In a quest for personal information and money even after filing deadlines, scammers often impersonate the Internal Revenue Service (IRS).
"The IRS encourages taxpayers to be vigilant year round against phone and email scams that use the IRS as a lure," the IRS said in a statement e-mailed to CNBC.com. "These scams won't likely end with the filing season so the IRS urges everyone to remain on guard," the IRS said in the email.
Can you trust caller ID?
Since October, the IRS has been warning Americans about a sophisticated phone scam that remains pervasive and frequently targets immigrants. The scam has cost the victims more than $1 million, and there have been roughly 20,000 reports of the scam, according to a Treasury Inspector General for Tax Administration press release.

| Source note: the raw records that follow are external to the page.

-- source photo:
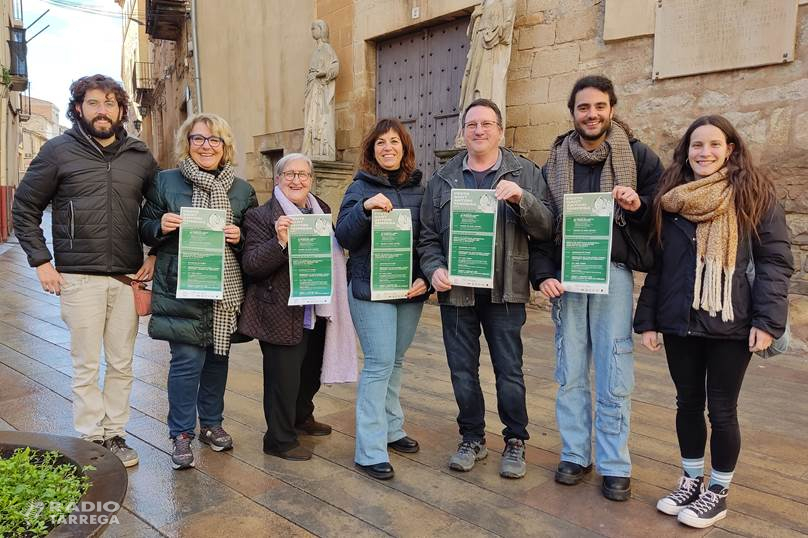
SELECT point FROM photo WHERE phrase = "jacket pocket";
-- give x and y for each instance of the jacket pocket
(71, 229)
(267, 295)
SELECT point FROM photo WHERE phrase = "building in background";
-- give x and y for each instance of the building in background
(40, 127)
(13, 106)
(406, 58)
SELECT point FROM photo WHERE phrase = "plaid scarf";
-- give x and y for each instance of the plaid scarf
(710, 203)
(210, 192)
(618, 167)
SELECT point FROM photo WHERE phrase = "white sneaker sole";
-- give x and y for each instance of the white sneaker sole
(481, 455)
(697, 522)
(670, 509)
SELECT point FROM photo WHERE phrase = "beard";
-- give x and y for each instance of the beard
(97, 132)
(607, 124)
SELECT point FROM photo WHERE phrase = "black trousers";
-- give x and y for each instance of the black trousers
(711, 369)
(291, 379)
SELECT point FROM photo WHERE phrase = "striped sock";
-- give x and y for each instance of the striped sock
(693, 468)
(721, 478)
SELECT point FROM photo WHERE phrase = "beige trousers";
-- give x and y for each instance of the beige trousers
(100, 309)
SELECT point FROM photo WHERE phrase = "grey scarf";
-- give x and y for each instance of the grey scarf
(615, 153)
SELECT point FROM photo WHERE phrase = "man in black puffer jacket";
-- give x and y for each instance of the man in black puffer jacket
(95, 177)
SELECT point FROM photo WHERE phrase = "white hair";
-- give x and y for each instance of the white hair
(286, 159)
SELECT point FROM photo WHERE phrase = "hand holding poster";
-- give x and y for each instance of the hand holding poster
(472, 237)
(310, 246)
(200, 268)
(390, 254)
(587, 242)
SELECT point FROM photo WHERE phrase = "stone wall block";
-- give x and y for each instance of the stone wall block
(536, 137)
(555, 112)
(668, 106)
(578, 25)
(712, 102)
(561, 85)
(798, 228)
(779, 127)
(800, 131)
(539, 156)
(793, 91)
(528, 91)
(539, 35)
(518, 115)
(536, 6)
(555, 60)
(529, 20)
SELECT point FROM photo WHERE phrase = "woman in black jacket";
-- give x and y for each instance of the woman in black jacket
(386, 180)
(716, 218)
(198, 328)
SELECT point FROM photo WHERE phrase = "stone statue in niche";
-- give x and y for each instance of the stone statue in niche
(490, 35)
(319, 131)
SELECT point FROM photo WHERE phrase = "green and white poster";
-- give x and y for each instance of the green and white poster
(390, 254)
(200, 269)
(472, 237)
(587, 242)
(310, 274)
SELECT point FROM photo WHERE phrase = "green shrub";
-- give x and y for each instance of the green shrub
(36, 491)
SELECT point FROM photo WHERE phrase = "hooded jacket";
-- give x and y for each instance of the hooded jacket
(96, 197)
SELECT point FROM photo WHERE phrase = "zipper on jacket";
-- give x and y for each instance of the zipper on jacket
(72, 224)
(109, 214)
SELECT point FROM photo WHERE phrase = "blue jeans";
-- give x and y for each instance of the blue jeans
(596, 326)
(385, 331)
(502, 325)
(196, 382)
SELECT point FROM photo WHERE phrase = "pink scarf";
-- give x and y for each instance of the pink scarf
(340, 362)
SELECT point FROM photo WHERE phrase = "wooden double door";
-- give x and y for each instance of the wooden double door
(418, 80)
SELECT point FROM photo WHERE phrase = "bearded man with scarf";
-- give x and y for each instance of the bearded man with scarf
(599, 155)
(199, 331)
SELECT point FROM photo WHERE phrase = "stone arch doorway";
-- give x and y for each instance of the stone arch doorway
(418, 80)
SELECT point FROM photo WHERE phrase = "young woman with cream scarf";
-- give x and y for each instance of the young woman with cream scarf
(715, 212)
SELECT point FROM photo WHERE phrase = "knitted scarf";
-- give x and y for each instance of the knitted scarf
(709, 202)
(618, 167)
(210, 192)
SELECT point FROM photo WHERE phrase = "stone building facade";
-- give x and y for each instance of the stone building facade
(253, 58)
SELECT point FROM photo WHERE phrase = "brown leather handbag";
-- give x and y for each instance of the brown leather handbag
(141, 293)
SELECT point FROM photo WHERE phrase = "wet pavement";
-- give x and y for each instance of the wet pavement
(246, 493)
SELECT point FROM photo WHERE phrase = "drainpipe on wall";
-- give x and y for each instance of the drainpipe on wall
(195, 42)
(3, 142)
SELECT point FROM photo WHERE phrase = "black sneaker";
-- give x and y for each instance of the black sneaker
(710, 507)
(688, 491)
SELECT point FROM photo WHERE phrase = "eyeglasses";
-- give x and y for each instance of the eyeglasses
(95, 104)
(199, 141)
(291, 175)
(486, 125)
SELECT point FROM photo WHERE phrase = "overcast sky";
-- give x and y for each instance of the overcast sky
(76, 44)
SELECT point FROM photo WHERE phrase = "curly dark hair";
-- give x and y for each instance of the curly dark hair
(108, 85)
(367, 160)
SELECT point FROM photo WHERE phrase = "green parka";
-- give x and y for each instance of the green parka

The scam begins with a phone call claiming to be from the IRS. Usually the scammer will say either the call recipient is entitled to a big refund, or they owe money that must be paid immediately. If the recipient refuses to pay, the scamming caller often becomes hostile and threatens jail time or a revocation of the individual's drivers' license.
The phone scam is so sophisticated that the scammers are able to outsmart caller ID technology so that the IRS's number appears. Adding to the appearance of legitimacy, the scammers will offer fake IRS badge numbers and often know the last four digits of the victim's Social Security number.
When receiving one of these calls, "people have to step back and take a deep breath," said Laura Iwan, senior vice president of programs for the Center for Internet Security, a nonprofit that focuses on cybersecurity. She suggests targeted individuals immediately contact the IRS to see if the original call was legitimate.
Other signs the call may be from a scammer include the caller asking for payment using a pre-paid debit card or wire transfer, or asking for a credit card number. The IRS will not ask for this type of payment, nor will they ask for your credit card number over the phone.
Additionally, the IRS's primary correspondence method is through the U.S. Postal Service.